Twenty one years ago, I arrived at L'Arche Cape Breton on the East Coast of Canada. I was 22 and I had lots of experience with people with disabilities. I had been living on my own and fancied myself a pretty good cook. I had a university degree in psychology and plenty of confidence in my own abilities.
I was welcomed to Asha House by the incredible Cariosa Kilcommons, and many other lovely people who were delighted by my arrival and who did all they could to make me feel welcomed and at home.
And then there was Mary.
I was terrified of Mary, and with good reason. Born deaf and with Down syndrome, Mary was the youngest of 13 children. When both her parents died suddenly within a span of just a few months, Mary's older siblings all went to live with aunts and uncles around the province. But Mary was sent to live in a local institution for people with disabilities. She was three years old. She lived in that awful place for 31 years.
With her age and her disabilities, Mary had to find a way to survive institutional life. And survive she did - with a vengeance.

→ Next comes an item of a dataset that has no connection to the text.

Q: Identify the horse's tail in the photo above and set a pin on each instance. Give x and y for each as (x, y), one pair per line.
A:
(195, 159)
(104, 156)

It was during these years that she earned the nickname Bomber - as in explosions. The moniker was well-deserved, as I dare say many would have rathered diffuse an actual bomb than face one of Mary's explosions.
Bomber came to L'Arche in the very early days of the community, a time when our founder's philosophy was to never welcome anyone bigger than him. That way, he figured, he'd always be able to keep things under control. Let's just say Bomber blew a big hole in that philosophy.
So, there I was, thrilled to be at L'Arche but terrified of Mary. And so God, in her infinite wisdom, decided that Bomber and I should be roommates.
The American writer Anne Lamotte says that when God is going to do something wonderful, She always starts
with a hardship; when God is going to do something amazing, She
starts with an impossibility. My relationship with Bomber was an amazingly beautiful impossibility.
This little woman - who couldn't read or write, had never gone to school, had no family experience to speak of, and who would certainly never be a mother - this little woman raised me. She raised me from a cocky, naive kid who thought she knew everything into a slightly less cocky, slightly less naive woman who is quite certain I don't know anything. I could write a book about the lessons I learned from Bomber, but in the interest of brevity I'll stick to just a few highlights.
St. Augustine says that only three things are needed to be saved - humility, humility, and humility. If this is the case, then I can thank Mary for my salvation. Bomber taught me to be humble. If she could speak, she most certainly would have said (over and over) "You're not the boss of me!" And I wasn't. Bomber sat where she wanted, wore what she wanted, ate what she wanted, and went where she wanted. And she did it all at her own pace (which was excruciatingly slow!). She forced me to let go of my need to be in control, and to accept my own powerlessness.
Bomber also taught me to stand my ground. She showed me that even someone with a story like hers - a story of loss and and weakness and abuse and abandonment - even someone with her story can take a stand, and people will listen. In our province, the government decides who can and cannot live at L'Arche. When people get older and their needs change, they can be moved, against their will and the will of their family and the community - to nursing homes. Bomber was old and sick, and the powers that be decided she would be better off in a nursing home. But she had already spent too many years in what David Hingsburger would call "the land of the long corridor", and she wasn't going back. And so, on the day that her file was to be officially approved for nursing home care, Bomber died. She died at home, in her own bed, surrounded by tearful friends. Even the government wasn't the boss of her.
But most of all, and perhaps unexpectedly, Bomber taught me about tenderness. About how to forgive someone seventy times seven times, about the need to show mercy to myself and to others. Through all the conflicts, the tears, and the wounds (and they were not just figurative wounds), Bomber was always the one who came back to say "I'm sorry". She always reminded me, signing with her arthritic little fingers, "You and me are friends".
And we were.
But that's not the end of my story. In my twenty one years at L'Arche, so much has changed. I don't live in a L'Arche house anymore. My roommate isn't Bomber anymore - it's my husband. And we have four very noisy and very demanding kids. A lot of the people who were my teachers in L'Arche have passed away. And lot of my friends who are still around aren't too interested in coming to spend time with me, on account of those noisy, demanding kids! And if I am truthful, over the past couple of years things haven't always been easy in my community, and that tenderness that Bomber taught me has hardened a little into a heart of stone.
I can't rely on my twenty year old story of transformation.
And then along came Barbie.
Barbie arrived in the community in June from a loving and supportive family. Barbie loves chaos. She loves dance music in the living room, unexpected things ("Surprise, surprise!" she often exclaims), iPads, and things that make noise when you press a button. In other words, Barbie loves my house!
And Barbie's excited "Yes!" when I invite her over for supper, the way she runs from her house to my van when I come to pick her up, a goofy smile on her face, the way she is adding "Jenn" to her small arsenal of names - in all these ways Barbie is healing me. She is replacing my heart of stone with a heart of flesh.
The 14th century mystic Julian of Norwich has been the source of much consolation for me over the years. I will finish with words of hers that I think sum up what I have learned - and still need to learn - through my relationships in L'Arche.
"And thus will I love. And thus do I love. And thus I am safe."